Una corsa contro il tempo. Non si sa perché. Incombono i play off, quel guazzabuglio finale che a tanti piace, ma che tutto sommato non hanno un filo logico. Si rimettono in gioco squadre che hanno disputato tornei di secondo piano e il più delle volte sono travolte da un destino che sembra già segnato in partenza. Tutto fa spettacolo? Mah, sembra invece che tutto sia da verificare. Una cosa è però certa: lo spettacolo, insieme al tempo, si toglie ad un pezzo di stagione in cui tutti devono fare le cose quanto più in fretta possibile. Una corsa contro il tempo, sicuramente anche contro la logica. 

Giovedì sera Benevento e Catania erano in campo a giocarsi la serie B, domani pomeriggio la squadra giallorossa è chiamata a scendere nuovamente in campo: sono passati 2 giorni e 19 ore. Il Catania, bontà della Lega, avrà 24 ore in più perché ha affrontato il viaggio dalla Campania alla Sicilia. Ma avrà le sue gatte da pelare contro la coriacea Casertana.

Floro Flores lo ha sottolineato più volte: non c'è stato tempo per fare niente. “L'abbiamo preparata a fermo questa nuova partita”. C'è stanchezza, si è giocato domenica 1 e giovedì 5, si sono sprecate energie fisiche e nervose, si è fatto appena in tempo a capire chi a Potenza non potrà scendere in campo. A sorpresa salta Davide Lamesta: ha un'infiammazione all'appendice, ma per ora non si parla di intervento. La cosa si dovrebbe appianare senza andare sotto i ferri. Questa domenica si riposerà. Del resto Floro lo aveva già messo in conto.
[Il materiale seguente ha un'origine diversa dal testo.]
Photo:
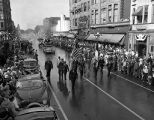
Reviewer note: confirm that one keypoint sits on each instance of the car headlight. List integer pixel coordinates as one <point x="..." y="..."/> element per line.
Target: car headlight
<point x="18" y="85"/>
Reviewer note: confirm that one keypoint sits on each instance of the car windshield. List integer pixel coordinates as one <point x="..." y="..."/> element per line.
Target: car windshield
<point x="42" y="115"/>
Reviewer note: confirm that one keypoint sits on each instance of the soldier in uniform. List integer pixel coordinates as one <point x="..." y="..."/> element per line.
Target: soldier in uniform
<point x="109" y="65"/>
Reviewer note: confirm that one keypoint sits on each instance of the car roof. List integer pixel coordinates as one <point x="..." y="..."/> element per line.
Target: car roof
<point x="30" y="77"/>
<point x="30" y="59"/>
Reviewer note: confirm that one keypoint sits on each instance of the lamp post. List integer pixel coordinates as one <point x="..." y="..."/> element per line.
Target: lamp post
<point x="97" y="35"/>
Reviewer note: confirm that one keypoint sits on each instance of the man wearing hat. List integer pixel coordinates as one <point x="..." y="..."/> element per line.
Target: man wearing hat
<point x="48" y="67"/>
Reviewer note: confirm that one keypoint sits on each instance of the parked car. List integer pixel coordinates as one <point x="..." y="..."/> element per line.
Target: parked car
<point x="49" y="50"/>
<point x="37" y="113"/>
<point x="33" y="98"/>
<point x="31" y="65"/>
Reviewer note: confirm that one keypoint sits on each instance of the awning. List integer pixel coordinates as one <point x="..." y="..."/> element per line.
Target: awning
<point x="91" y="37"/>
<point x="139" y="11"/>
<point x="112" y="38"/>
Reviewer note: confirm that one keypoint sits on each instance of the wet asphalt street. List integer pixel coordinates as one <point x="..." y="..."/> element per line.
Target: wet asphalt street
<point x="100" y="98"/>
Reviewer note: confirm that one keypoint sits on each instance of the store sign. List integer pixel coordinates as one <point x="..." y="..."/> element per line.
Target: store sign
<point x="140" y="37"/>
<point x="141" y="27"/>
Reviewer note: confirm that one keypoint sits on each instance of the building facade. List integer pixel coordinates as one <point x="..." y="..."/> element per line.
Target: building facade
<point x="80" y="16"/>
<point x="63" y="24"/>
<point x="6" y="23"/>
<point x="110" y="19"/>
<point x="142" y="22"/>
<point x="5" y="16"/>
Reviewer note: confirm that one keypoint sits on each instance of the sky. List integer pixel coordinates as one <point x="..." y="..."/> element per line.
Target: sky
<point x="29" y="13"/>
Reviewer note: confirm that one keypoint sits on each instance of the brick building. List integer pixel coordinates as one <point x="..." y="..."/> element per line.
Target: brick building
<point x="142" y="22"/>
<point x="110" y="19"/>
<point x="80" y="16"/>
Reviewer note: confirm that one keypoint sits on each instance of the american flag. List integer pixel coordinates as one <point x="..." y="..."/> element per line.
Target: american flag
<point x="76" y="53"/>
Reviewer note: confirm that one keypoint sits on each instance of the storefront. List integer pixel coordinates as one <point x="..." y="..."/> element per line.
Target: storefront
<point x="141" y="39"/>
<point x="116" y="34"/>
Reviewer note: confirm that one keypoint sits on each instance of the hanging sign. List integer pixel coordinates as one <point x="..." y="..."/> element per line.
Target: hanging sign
<point x="140" y="37"/>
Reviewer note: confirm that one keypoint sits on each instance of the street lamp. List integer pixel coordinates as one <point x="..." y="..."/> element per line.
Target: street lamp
<point x="97" y="35"/>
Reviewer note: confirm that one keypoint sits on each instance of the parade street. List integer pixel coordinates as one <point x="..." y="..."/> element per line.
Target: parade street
<point x="101" y="98"/>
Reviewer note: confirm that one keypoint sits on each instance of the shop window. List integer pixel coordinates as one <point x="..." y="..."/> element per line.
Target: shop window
<point x="96" y="1"/>
<point x="1" y="16"/>
<point x="1" y="8"/>
<point x="85" y="6"/>
<point x="75" y="22"/>
<point x="103" y="15"/>
<point x="88" y="5"/>
<point x="115" y="14"/>
<point x="92" y="2"/>
<point x="110" y="13"/>
<point x="133" y="17"/>
<point x="152" y="13"/>
<point x="96" y="17"/>
<point x="92" y="17"/>
<point x="145" y="14"/>
<point x="139" y="19"/>
<point x="2" y="24"/>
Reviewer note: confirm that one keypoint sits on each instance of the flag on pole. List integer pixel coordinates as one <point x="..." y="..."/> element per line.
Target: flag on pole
<point x="76" y="53"/>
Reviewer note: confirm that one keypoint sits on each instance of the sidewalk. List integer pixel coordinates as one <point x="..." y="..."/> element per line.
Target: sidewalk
<point x="133" y="80"/>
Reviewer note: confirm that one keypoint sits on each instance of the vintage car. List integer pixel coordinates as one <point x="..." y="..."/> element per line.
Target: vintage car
<point x="32" y="88"/>
<point x="48" y="50"/>
<point x="38" y="112"/>
<point x="40" y="39"/>
<point x="31" y="65"/>
<point x="33" y="98"/>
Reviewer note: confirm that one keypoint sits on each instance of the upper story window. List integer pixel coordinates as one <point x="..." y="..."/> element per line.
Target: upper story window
<point x="1" y="16"/>
<point x="103" y="15"/>
<point x="141" y="14"/>
<point x="115" y="13"/>
<point x="110" y="13"/>
<point x="85" y="6"/>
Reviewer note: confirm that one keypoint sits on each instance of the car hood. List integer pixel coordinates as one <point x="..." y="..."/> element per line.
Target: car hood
<point x="36" y="113"/>
<point x="30" y="77"/>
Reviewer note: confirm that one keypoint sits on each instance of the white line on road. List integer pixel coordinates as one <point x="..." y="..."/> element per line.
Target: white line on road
<point x="115" y="100"/>
<point x="58" y="103"/>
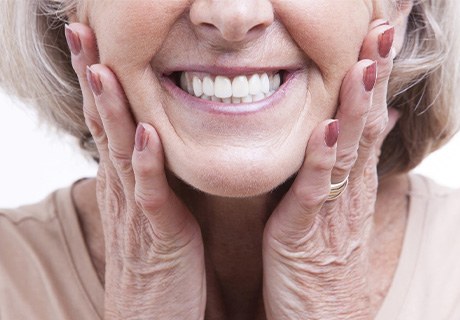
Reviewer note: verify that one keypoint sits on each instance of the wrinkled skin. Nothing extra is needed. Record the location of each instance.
(313, 253)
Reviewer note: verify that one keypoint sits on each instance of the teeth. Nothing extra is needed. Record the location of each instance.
(254, 84)
(265, 83)
(208, 86)
(223, 89)
(240, 87)
(197, 86)
(258, 97)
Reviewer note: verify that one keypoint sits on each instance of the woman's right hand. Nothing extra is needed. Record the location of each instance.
(154, 250)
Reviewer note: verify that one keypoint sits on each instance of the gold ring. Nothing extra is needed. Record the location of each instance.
(337, 189)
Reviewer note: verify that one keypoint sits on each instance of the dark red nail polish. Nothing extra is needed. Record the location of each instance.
(94, 81)
(386, 42)
(370, 76)
(73, 40)
(332, 133)
(142, 138)
(383, 23)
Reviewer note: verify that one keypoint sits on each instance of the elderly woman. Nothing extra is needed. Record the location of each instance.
(238, 143)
L'alternativa a Lamesta è una sola, quella di Matteo Della Morte. Ma se l'ex Vicenxa torna a giocare a destra, a sinistra si apre di nuovo il “buco” del “dopo-Simonetti”. Floro ha detto che le scelte le ha già fatte, ma si è riservato di dirle all'ultimo momento. Un po' di pretattica è legittima.

Tanto a questo punto bisogna solo stare attenti che non accadano stravolgimenti. C'è da gestire un vantaggio cospicuo (anche se lunedì finisse l'avventura stagionale del Trapani...), bisogna fare le cose con grande saggezza. Il traguardo è vicino, quasi si tocca. Bisogna prenderselo prima possibile.